Bizim tercihimiz her zaman bisiklet sürmek olmuştur.



Bak şimdi, canımız çay çekti.



Yalı kafe tam bunun için.



Kısa bir mola ardından..


Yola çıkmadan önce Bilge, "Benim ön frenden ses geliyor." deyince baktık, hafif bir sürtme var.
Kerim hemen bir ayar çekiverdi.
Biz de "Bilge neden yavaş gidiyor?" diye düşünüyorduk.
Sebebi buymuş. :)



Artık uçarcasına sürecek yeni bisikletini.



İki üç kanat çırpmanın ardından Orta camiye geldik bile..



Az ileride, hep merak ettiğimiz bu lokantaya bir uğrayalım dedik.



Soldan yukarı, bakalım ne mene bir şeymiş bu İnciraltı.



İçeriden müzik sesi geliyor ama ortalıkta kimse yok.



Seslenişimize de cevap alamıyoruz ama karşı araziden bir ses geliyor; "Oşgeldingiz, oşgeldingiz."
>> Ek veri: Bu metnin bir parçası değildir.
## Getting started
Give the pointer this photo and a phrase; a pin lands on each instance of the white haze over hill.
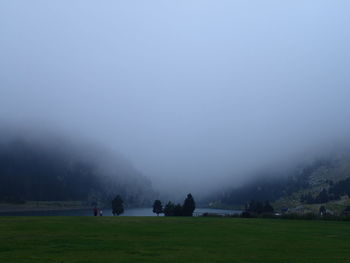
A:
(193, 92)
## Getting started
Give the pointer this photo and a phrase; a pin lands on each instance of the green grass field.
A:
(152, 239)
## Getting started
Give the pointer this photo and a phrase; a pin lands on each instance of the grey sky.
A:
(191, 91)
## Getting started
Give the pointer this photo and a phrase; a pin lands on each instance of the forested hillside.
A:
(54, 169)
(320, 181)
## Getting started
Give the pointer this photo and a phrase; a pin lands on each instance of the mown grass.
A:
(148, 239)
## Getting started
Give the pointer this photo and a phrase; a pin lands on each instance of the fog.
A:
(194, 93)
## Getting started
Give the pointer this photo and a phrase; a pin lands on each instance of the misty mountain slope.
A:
(325, 180)
(51, 168)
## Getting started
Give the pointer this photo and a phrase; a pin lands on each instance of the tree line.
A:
(171, 209)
Hemen azarlıyorum; "Nerdesin sen gız?"
- "Geldim geldim." diye kıkırdıyor.
15-20 kişi gelsek bize ne yemekler sunarlar, kaç para alırlar öğreniyoruz ve "Görüşürüz." deyip ayrılıyoruz.
Genelde "Bodrum'da kaç paraysa bizde de o kadar." mantığı ile bu işi yapmaya çalışan bu kurnaz köylülerden bıktım ben artık.
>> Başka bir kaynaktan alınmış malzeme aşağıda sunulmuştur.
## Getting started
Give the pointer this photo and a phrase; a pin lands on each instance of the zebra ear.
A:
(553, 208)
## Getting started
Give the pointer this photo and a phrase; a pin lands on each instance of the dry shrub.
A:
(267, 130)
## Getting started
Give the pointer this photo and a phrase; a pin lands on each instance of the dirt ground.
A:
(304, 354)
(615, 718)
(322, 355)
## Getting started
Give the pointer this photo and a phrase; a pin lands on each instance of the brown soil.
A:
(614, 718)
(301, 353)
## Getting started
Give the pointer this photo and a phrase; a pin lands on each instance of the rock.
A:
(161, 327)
Taş Masalı Kahve'ye bizden 2 dk sonra varıyor İhsan ve Cem.
Bu gün onlar motorize.



Çaylar sodalar, Fatih'ten gofretler, Bilge'den krem peynir ekmekler, Güneş'ten cevizler..
Ye babam ye.. İç babam iç.. 



Şu ağacın dili olsa da konuşsa..



Ben fotoğrafını çekerken bu kız neden saatine bakar diyorum, meğer o baktığı, saatten bozma fotoğraf makinesi şeysiymiş.
Yani burada bir foto-pişti durumu var inceden.
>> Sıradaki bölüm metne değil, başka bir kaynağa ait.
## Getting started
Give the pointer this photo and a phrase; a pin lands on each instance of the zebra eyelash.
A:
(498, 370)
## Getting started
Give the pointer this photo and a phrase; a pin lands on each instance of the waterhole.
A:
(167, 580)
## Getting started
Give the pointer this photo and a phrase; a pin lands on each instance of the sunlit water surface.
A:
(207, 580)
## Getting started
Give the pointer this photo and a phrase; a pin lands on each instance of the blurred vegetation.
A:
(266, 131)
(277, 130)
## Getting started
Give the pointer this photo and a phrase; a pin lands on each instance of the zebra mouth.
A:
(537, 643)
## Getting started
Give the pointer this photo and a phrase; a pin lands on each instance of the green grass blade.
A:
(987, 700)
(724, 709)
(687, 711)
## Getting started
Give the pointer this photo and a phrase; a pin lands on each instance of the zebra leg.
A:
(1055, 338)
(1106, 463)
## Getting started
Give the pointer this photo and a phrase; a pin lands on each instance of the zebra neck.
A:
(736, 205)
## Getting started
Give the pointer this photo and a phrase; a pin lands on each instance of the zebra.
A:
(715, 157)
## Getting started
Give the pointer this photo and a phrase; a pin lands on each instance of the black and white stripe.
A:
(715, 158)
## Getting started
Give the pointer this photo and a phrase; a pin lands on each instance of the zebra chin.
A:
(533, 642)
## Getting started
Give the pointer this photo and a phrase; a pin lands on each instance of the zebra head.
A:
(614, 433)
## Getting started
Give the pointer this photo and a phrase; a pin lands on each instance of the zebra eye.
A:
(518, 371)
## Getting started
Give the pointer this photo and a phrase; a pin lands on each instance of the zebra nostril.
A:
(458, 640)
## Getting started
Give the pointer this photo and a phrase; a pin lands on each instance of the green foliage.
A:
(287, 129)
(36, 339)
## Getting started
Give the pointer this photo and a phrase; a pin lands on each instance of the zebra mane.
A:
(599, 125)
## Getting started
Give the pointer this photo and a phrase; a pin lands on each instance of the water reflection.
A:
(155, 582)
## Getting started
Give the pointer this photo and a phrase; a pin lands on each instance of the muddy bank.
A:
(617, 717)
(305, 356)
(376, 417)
İşte huzurlarınızda uzun gölgeli tekir.



Geçen gelişimizde de sevmiştim onu, hemen yanıma geliyor.
Menümüzden peynir ekmek seçeneğini tercih ediyor.



Biz artık kanka sayılırız.



Hadi gidelim.
Saat 16.30 da Bodrum'da oluruz demiştik, programa uyalım.



Güneş, bisiklete ilk biniş hareketini çalışıyor, beceremiyor, yine kahkaha atıyor.
Herşeye gülüyor bu kız yahu..



Bak, keçi bile daha olgun ve vakur.
Kadınlar çok gülmesin dememiş miydi yobaz yöneticilerimiz.



İnek bile şaştı bu işe;
"Möö, o da ne demek lööö?" deyip mölüyor.



Biz güleriz.
Kızlı erkekli gezeriz, kahkaha atarız.
Hiçbir yobazın lafıyla da hareket etmeyiz.
Özgürüz biz özgür.



Zeytinler toplandı, evlere dönülüyor artıkın.



O da ne?
2 motorcu Güneş'e mi askıntı oluyor?



Yok, değilmiş..
Hele bi, mahfederim adamı.. :)



Al sana köy tavuğu.
Yesen bi türlü, yemesen Vegan.



Güneş yemez, sadece sever..
Çünkü o bir Vegan.



Pisletler Öküz Abi'ye yüklendi ve Bodrum'a dönüldü.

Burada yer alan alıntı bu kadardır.